Governments around the world have deployed numerous policy instruments to control the spread of COVID-19, with some instruments, such as large-scale lockdowns, causing significant economic harm. These costs have been especially pronounced in developing countries, where economic slowdowns associated with COVID-19 policies combined with weak social safety nets were expected to push between 71–100 million people into extreme poverty in 2020.

Domestic travel bans are a particularly severe and relatively common restriction. Motivated in part by simulation exercises that model them as effective methods for reducing the spread of disease, they also impose substantial and inequitable economic costs, which make them difficult to sustain indefinitely. As a result, these policy instruments necessarily involve two decisions: (i) whether to restrict freedom of movement and (ii) for how long to do so.

To examine these decisions, the authors focus on domestic travel bans implemented by developing countries, which are frequently characterized by the presence of large populations of migrant workers.
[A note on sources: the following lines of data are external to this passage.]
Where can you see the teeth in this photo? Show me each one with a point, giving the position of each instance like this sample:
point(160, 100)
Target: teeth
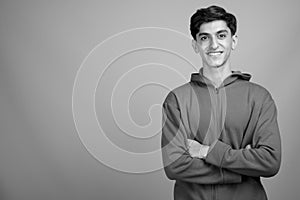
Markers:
point(214, 53)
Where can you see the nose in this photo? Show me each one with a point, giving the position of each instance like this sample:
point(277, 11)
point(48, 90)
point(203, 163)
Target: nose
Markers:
point(214, 43)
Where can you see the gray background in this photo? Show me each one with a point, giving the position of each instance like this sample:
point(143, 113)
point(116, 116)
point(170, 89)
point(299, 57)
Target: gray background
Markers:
point(42, 45)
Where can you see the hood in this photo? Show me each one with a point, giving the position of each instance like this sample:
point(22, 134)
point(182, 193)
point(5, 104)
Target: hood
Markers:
point(200, 78)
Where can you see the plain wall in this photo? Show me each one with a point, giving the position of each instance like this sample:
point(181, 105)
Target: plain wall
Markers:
point(43, 45)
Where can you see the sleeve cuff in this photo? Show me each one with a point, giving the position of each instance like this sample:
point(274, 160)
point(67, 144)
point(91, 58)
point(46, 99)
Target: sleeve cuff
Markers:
point(216, 153)
point(231, 177)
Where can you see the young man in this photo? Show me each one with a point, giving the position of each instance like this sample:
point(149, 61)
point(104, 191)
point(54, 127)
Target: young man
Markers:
point(220, 131)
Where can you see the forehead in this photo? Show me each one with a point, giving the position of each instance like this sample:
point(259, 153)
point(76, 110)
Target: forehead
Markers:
point(213, 27)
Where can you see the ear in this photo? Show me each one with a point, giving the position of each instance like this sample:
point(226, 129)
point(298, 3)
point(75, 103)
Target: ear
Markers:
point(234, 42)
point(195, 46)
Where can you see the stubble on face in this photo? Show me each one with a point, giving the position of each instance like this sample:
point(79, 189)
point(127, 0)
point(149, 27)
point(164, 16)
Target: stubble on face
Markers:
point(214, 43)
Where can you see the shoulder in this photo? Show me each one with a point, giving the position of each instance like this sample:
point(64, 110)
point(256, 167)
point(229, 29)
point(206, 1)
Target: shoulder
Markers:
point(179, 93)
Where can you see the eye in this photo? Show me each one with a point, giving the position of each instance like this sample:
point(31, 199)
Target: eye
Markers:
point(222, 35)
point(203, 38)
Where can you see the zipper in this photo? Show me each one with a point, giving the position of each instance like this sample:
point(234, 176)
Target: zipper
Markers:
point(213, 192)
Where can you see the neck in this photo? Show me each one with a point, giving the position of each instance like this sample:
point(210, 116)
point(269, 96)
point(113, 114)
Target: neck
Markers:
point(217, 75)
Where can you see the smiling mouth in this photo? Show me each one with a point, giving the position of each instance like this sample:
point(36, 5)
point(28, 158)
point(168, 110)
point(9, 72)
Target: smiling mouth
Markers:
point(214, 53)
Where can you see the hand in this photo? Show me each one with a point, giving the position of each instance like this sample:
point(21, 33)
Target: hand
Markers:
point(197, 150)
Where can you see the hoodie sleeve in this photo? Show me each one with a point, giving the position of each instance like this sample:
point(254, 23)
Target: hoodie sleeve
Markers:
point(264, 158)
point(178, 164)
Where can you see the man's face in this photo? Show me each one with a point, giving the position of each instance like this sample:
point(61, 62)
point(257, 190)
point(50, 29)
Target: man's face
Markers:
point(214, 43)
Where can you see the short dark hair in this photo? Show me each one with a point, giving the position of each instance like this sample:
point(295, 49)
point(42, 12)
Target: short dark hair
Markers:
point(209, 14)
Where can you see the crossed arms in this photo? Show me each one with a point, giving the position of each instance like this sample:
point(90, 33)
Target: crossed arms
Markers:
point(188, 160)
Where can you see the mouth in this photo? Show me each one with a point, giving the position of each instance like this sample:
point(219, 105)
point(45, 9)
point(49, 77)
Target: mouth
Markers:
point(214, 53)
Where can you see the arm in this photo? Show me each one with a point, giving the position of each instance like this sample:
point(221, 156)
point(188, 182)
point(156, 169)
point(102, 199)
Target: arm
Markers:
point(264, 158)
point(178, 163)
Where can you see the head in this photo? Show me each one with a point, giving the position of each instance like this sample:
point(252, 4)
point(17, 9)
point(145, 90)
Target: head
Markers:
point(214, 35)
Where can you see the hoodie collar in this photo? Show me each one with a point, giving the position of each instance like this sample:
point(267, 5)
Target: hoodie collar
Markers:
point(200, 78)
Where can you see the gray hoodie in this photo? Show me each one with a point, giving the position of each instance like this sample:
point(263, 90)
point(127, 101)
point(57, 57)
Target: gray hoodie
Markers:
point(227, 118)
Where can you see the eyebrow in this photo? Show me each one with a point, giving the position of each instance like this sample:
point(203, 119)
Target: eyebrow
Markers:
point(218, 32)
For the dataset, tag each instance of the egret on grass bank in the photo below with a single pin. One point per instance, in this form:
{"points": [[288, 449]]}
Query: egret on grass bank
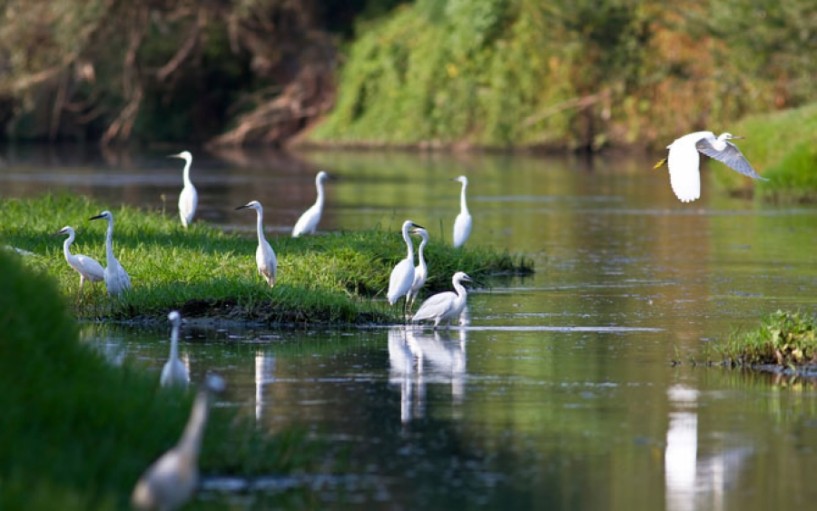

A United Nations report that examines data from 70 countries and more than 70% of the global population found that more than 763 million people were living within their home country but outside their region of birth in 2005. In addition, the rural-to-urban migration most affected by COVID-19 mobility restrictions is more common in developing countries than in the developed world, and the presence of a large population that may respond to economic shocks by moving has motivated many developing countries to utilize travel bans to prevent the spread of disease.

For this work, the authors estimate the impact of travel ban duration on the spread of COVID-19 by simulating disease transmission using a standard model that mimics a real-world scenario facing many developing countries, in which migrants leaving an urban hotspot spread infections to a rural destination. The results from this modeling exercise generates their key hypothesis: that the impact of travel bans is nonlinear in duration.

To test this finding empirically, they examine a natural experiment in Mumbai, India—the country’s financial capital and initial COVID-19 epicenter—which relaxed travel bans after varying durations. On March 25th, the country imposed a nationwide lockdown, maintaining a ban on domestic travel out of the city, causing immense suffering as the economy rapidly contracted and unemployment rose, especially among migrant workers, who do not have access to the social safety net in India. Under intense pressure, the government allowed the first wave of migrants to return to homes outside Mumbai’s state of Maharashtra on May 8. Phase 2 migrants, returning to districts in the Mumbai Metropolitan Area, were allowed to leave on June 5, and Phase 3 migrants, departing to all other destinations, were able to leave on August 20.  Finally, the authors used cross-country data to examine travel bans in Indonesia, India, South Africa, the Philippines, China, and Kenya. Together, these countries comprise roughly 40% of the global population.

The authors’ model and empirical results are in agreement about domestic travel bans: relatively short and relatively long restrictions can successfully limit the spread of COVID-19; however, intermediate length bans—once lifted—can significantly increase COVID-19 growth rates, cumulative infections, and deaths. The full effect of travel bans can therefore only be quantified after they are lifted. More broadly, these results underscore that quantifying the unintended consequences of COVID-19 restrictions, including both disease and economic costs, is critical for policy decisions.